Jeff Currie, co-chairman of Abaxx Markets, said Monday that the global oil market deficit could turn into a full-blown shortage within weeks [1].

This warning comes as energy markets face a volatile combination of dwindling stockpiles and escalating political instability. A sudden shift from a deficit to a shortage could trigger sharp price increases and disrupt energy security for importing nations.

Speaking on CNBC’s Squawk Box Europe program on May 18, 2026 [2], Currie said the current market deficit and low global oil inventories are primary drivers of the risk [1]. He said that the narrow margin between supply and demand leaves the global economy vulnerable to any further disruptions.

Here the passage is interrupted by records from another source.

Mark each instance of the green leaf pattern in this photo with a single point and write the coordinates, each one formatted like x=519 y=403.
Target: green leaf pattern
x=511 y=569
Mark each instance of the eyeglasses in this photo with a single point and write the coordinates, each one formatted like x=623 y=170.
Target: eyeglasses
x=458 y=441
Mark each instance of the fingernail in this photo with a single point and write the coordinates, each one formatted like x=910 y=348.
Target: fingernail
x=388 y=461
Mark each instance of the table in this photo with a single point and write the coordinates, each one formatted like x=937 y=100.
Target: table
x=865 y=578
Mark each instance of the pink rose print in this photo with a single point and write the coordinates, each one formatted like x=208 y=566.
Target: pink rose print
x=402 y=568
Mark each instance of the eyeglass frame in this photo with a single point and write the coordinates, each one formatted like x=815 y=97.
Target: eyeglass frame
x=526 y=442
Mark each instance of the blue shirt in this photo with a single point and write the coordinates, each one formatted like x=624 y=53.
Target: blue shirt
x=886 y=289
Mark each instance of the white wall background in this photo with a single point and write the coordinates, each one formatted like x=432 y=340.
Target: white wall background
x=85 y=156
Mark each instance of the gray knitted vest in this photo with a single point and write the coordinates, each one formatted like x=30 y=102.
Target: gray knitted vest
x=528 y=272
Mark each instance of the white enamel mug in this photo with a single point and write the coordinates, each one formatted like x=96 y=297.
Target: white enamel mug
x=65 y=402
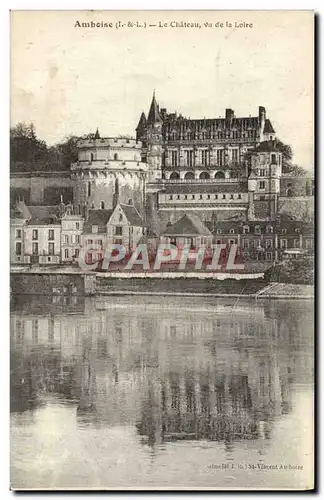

While some market analysts focus on the structural deficit and inventory levels [1], other strategists link the potential for a shortage to geopolitical supply shocks [3]. Specifically, tensions related to the Iran war and potential disruptions in the Strait of Hormuz are cited as critical risk factors that could accelerate the crisis [3].

Low inventories mean that there is little buffer to absorb unexpected outages. If a significant supply shock occurs, the market may not have the capacity to compensate, potentially leading to a rapid spike in crude prices [3].

Currie said the timeline for this transition could be as short as a few weeks [1]. This timeframe underscores the urgency for policymakers and energy firms to evaluate their contingency plans as the gap between available oil and global demand continues to tighten.

The global oil market deficit could turn into a full-blown shortage within weeks.

The convergence of low inventories and geopolitical instability in the Middle East creates a high-risk environment for energy prices. If a shortage materializes, it would likely lead to inflationary pressure on global transport and manufacturing costs, potentially forcing central banks to reconsider economic growth projections in the face of an energy-driven price shock.